Playoff-rennen: oilers patzen, senators stürmen!

Die NHL-Hauptrunde neigt sich dem Ende zu, und die Spannung im Kampf um die Playoff-Tickets ist kaum zu überbieten. Die Edmonton Oilers, ohne ihren Superstar Leon Draisaitl, mussten eine bittere Niederlage gegen die Utah Mammoth einstecken, während die Ottawa Senators einen entscheidenden Schritt in Richtung Meisterschaft feierten.
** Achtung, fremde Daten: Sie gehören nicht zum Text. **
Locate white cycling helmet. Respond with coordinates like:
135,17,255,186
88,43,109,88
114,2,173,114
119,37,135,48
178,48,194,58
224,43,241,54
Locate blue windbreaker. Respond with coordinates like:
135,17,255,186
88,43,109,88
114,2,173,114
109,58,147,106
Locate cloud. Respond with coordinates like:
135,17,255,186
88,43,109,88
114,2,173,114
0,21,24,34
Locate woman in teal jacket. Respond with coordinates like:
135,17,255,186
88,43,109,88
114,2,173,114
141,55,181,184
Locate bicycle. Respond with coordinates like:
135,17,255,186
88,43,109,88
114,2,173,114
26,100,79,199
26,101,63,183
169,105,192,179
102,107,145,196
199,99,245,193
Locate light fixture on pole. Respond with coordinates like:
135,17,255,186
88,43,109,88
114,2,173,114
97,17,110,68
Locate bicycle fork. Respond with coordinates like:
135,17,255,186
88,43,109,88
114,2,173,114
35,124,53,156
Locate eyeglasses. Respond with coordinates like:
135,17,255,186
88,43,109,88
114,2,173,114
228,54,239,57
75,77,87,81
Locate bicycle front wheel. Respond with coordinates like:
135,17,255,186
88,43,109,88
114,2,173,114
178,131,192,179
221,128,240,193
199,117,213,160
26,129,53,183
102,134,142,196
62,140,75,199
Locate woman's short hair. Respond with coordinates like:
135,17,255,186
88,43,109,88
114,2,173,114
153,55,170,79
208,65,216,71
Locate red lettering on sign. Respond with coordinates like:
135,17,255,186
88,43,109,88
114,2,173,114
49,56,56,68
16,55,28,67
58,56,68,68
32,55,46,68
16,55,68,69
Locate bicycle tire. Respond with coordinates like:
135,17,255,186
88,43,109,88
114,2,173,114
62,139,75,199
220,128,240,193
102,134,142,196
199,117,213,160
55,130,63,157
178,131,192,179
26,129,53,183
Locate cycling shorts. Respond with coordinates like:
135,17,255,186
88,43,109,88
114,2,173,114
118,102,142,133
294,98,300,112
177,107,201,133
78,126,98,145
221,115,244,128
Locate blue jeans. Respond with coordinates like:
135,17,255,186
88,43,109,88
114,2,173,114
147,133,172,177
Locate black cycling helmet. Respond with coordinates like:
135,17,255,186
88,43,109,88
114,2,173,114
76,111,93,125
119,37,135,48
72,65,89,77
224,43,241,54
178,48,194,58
Draisaitls fehlen wie ein schwerer schlag

Die Oilers verloren in der Nacht zum Mittwoch nach Verlängerung mit 5:6 gegen Utah. Ein Treffer von J.J. Peterka, Draisaitls Nationalmannschaftskollege, brachte Utah in Führung. Das Fehlen des verletzten Draisaitl ist für die Oilers spürbar. Mit 88 Punkten stehen sie in der Pacific Division vor der letzten entscheidenden Phase der Saison unter Druck. Auch Joshua Samanski fehlte in der Partie. Die Wildcard-Möglichkeiten sind zwar noch vorhanden, doch die Konkurrenz schläft nicht.

Sensors mit stützle zum sieg

Sensors mit stützle zum sieg

Die Ottawa Senators präsentierten sich derweil von ihrer besten Seite und besiegten die Tampa Bay Lightning mit 6:2. Tim Stützle brillierte mit einem Tor und zwei Assists und führte sein Team zu einem wichtigen Sieg. Mit 92 Punkten liegen die Senators auf dem zweiten Platz im Wildcard-Ranking des Ostens und haben zwei Punkte Vorsprung auf die Columbus Blue Jackets. Der Sieg ist ein deutliches Signal im Rennen um die Playoff-Plätze.

Detroit patzt, sturm und bruins verpassen chance

Detroit patzt, sturm und bruins verpassen chance

Die Detroit Red Wings, angeführt von Moritz Seider, mussten sich dem Duell mit den Blue Jackets geschlagen geben. Nach einem dramatischen Penaltyschießen verloren sie mit 3:4. Seider steuerte einen Assist bei, doch es reichte nicht zum Sieg. Die Red Wings bleiben mit drei Punkten Rückstand auf den Playoff-Rängen zurück.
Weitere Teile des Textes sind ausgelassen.